Hacker News new | ask | show | jobs
by corford 4191 days ago
Or for scraping anything non-trivial, do it yourself with Casperjs, AWS/Linode/DO, RabbitMQ and a bit of monitoring/alerting from someone like Datadog. It will be cheaper and a lot more flexible.

Edit: realised above sounds a bit harsh. Am sure Espion can fill a gap where clients need to scrape a limited amount of non-volatile data and don't have the time to setup and manage something on their own.

1 comments

you will need to manage the pool of IPs what is sometimes the hardest part as it has to be maintained. all the setup is usually one time job
An easy solution to this is to have your scrapers on one network and a fleet of squid proxies on another.

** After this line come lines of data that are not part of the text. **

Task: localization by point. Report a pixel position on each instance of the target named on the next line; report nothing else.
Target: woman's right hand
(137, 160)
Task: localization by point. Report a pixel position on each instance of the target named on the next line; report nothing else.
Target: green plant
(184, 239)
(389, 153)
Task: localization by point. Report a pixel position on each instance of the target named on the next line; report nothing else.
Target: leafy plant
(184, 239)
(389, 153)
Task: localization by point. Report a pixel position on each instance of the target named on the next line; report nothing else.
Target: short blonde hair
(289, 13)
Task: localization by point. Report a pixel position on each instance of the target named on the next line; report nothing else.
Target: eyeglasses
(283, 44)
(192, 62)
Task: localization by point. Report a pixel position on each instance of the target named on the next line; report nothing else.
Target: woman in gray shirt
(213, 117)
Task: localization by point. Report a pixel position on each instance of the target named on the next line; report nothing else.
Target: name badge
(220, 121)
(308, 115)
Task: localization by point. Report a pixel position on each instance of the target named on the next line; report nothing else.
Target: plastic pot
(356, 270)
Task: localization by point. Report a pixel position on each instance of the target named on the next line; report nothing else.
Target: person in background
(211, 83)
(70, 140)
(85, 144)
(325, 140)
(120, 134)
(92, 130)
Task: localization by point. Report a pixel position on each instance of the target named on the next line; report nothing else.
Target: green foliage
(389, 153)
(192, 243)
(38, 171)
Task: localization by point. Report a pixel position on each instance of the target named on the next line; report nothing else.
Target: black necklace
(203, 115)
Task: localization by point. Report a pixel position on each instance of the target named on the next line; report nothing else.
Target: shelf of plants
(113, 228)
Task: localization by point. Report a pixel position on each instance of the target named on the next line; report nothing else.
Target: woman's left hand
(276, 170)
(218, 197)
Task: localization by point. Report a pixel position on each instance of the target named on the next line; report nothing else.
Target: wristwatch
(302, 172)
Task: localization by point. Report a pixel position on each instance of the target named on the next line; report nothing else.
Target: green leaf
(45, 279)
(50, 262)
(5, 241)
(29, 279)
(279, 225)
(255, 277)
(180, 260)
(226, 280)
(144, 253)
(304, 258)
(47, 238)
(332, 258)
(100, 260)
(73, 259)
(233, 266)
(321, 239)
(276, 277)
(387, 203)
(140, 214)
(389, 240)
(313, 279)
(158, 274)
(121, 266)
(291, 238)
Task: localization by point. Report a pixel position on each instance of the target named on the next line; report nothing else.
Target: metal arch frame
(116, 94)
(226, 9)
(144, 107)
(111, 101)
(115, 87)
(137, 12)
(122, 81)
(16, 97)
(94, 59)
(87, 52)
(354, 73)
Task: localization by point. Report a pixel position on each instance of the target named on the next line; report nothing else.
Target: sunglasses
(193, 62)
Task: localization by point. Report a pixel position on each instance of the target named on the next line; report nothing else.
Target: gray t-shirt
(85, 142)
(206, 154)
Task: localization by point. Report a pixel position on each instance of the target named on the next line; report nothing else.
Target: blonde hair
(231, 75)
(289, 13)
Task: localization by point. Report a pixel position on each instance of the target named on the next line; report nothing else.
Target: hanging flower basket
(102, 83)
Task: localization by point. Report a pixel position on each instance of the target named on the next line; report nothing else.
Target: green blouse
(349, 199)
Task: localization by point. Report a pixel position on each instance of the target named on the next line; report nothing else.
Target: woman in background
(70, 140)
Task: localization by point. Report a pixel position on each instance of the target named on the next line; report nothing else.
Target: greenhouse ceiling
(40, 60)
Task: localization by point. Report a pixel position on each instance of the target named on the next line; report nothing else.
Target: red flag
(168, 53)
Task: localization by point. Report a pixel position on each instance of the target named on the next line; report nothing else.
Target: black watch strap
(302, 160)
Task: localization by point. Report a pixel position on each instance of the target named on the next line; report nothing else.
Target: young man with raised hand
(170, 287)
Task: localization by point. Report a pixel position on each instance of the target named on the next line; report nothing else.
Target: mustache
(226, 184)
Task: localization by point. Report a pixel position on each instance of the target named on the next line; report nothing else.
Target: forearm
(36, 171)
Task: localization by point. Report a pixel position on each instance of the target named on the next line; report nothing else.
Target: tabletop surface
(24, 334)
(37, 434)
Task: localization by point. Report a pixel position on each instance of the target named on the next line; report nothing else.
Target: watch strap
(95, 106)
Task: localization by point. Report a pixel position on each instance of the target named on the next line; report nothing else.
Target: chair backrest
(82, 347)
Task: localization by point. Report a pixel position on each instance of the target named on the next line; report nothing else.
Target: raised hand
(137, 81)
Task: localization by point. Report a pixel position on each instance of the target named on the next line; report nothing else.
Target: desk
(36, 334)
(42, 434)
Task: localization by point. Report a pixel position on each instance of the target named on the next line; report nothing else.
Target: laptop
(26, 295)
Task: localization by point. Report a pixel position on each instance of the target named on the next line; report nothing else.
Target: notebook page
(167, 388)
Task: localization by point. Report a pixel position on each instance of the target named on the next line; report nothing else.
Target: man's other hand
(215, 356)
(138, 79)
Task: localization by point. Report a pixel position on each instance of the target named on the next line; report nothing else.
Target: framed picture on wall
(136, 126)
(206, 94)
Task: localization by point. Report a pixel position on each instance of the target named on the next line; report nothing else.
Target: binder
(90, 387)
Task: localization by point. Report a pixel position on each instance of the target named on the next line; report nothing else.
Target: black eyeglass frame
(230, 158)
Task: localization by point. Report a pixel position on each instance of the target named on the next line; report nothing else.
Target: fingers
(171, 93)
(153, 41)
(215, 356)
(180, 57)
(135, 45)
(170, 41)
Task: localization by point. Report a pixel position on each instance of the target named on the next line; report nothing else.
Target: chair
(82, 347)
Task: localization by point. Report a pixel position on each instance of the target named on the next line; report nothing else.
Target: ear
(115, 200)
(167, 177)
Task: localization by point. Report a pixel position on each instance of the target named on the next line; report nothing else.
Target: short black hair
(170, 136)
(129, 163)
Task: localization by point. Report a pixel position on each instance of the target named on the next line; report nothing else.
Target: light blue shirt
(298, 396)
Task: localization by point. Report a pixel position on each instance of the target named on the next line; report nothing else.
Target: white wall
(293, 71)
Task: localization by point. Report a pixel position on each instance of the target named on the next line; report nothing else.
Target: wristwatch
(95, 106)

As and when an IP gets banned you just cycle in another squid instance on a new VM with a fresh IP (which can be from a completely different netblock/geolocation if you want). You don't have to touch the rest of the scraping apparatus.
I deal with this every day. Eventually we gave up on the proxy pool idea, and started running the headless browsers in the pool as Selenium nodes. It's definitely not easy- for example, we've also had to build infrastructure that helps keep track of IPs and their history.

We've open-sourced part of it. https://github.com/cardforcoin/shale

For some definition of easy, I guess.